Role of chemokines in CNS health and pathology: a focus on the CCL2/CCR2 and CXCL8/CXCR2 networks

Abstract

Chemokines and their receptors have crucial roles in the trafficking of leukocytes, and are of particular interest in the context of the unique immune responses elicited in the central nervous system (CNS). The chemokine system CC ligand 2 (CCL2) with its receptor CC receptor 2 (CCR2), as well as the receptor CXCR2 and its multiple ligands CXCL1, CXCL2 and CXCL8, have been implicated in a wide range of neuropathologies, including trauma, ischemic injury and multiple sclerosis. This review aims to overview the current understanding of chemokines as mediators of leukocyte migration into the CNS under neuroinflammatory conditions. We will specifically focus on the involvement of two chemokine networks, namely CCL2/CCR2 and CXCL8/CXCR2, in promoting macrophage and neutrophil infiltration, respectively, into the lesioned parenchyma after focal traumatic brain injury. The constitutive brain expression of these chemokines and their receptors, including their recently identified roles in the modulation of neuroprotection, neurogenesis, and neurotransmission, will be discussed. In conclusion, the value of evidence obtained from the use of Ccl2- and Cxcr2-deficient mice will be reported, in the context of potential therapeutics inhibiting chemokine activity which are currently in clinical trial for various inflammatory diseases.

Figure 1

Effect of chemokine ligand or receptor deficiency on leukocyte infiltration after experimental focal traumatic brain injury. Upper microscope images illustrate the accumulation of macrophages and activated microglia in the injured cortex at 4 weeks after closed head injury, which was considerably reduced in Ccl2−/− mice (panel B) compared with wild-type controls (panel A). Lower images show the influx of neutrophils peaking at 12 h after injury in wild-type mice (panel C). In contrast, few neutrophils are able to infiltrate the brains of Cxcr2−/− mice (panel D). Stainings were performed with monoclonal anti-mouse F4/80 and NIMP-R14 antibodies (Serotec, Raleigh, NC, USA), for macrophages/microglia and neutrophils, respectively.

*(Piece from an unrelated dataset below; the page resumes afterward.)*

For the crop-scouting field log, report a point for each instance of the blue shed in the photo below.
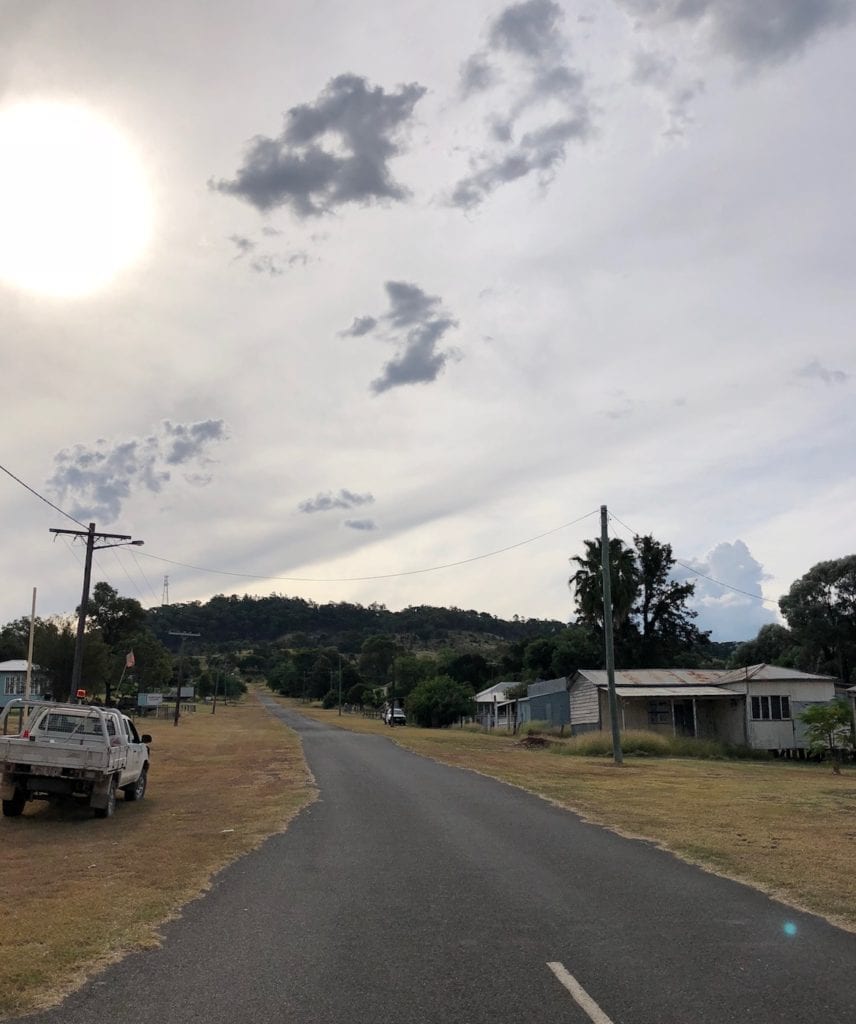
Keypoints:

Scale bar (panels A and B)=200 μm; (panels C and D)=500 μm. Unpublished data are obtained from the study by BD. Semple.

Figure 2

The roles of CCL2/CCR2 in brain inflammation and injury. CCL2 induces the recruitment of macrophages, production of cytokines, and direct alteration of the expression of endothelial cell tight-junction proteins to increase blood–brain barrier (BBB) permeability, which contributes to inflammation in the brain, potentially exacerbating neuronal loss. CCL2-mediated macrophage accumulation may also be beneficial, as these phagocytic cells remove myelin debris, which otherwise inhibits regeneration. Furthermore, CCL2 is chemotactic for neural precursor cells and thus, may influence repair after injury by enhancing neurogenesis.

Figure 3

The multiple functions mediated by CXCR2 signaling in the CNS. CXCR2 is the main receptor involved in neutrophil chemotaxis, leading to cell migration into the brain during injury, infection or disease. Neutrophils perpetuate the neuroinflammatory response by the release of enzymes such as proteases, contributing to neuronal degeneration. Independent of this role, CXCR2 signaling is involved in chemotaxis of oligodendrocyte precursors during development, the release of growth factors, mediating self-defense mechanisms against Fas-initiated apoptotic cell death, and modulating synaptic transmission through altering calcium channel excitability and neurotransmitter release.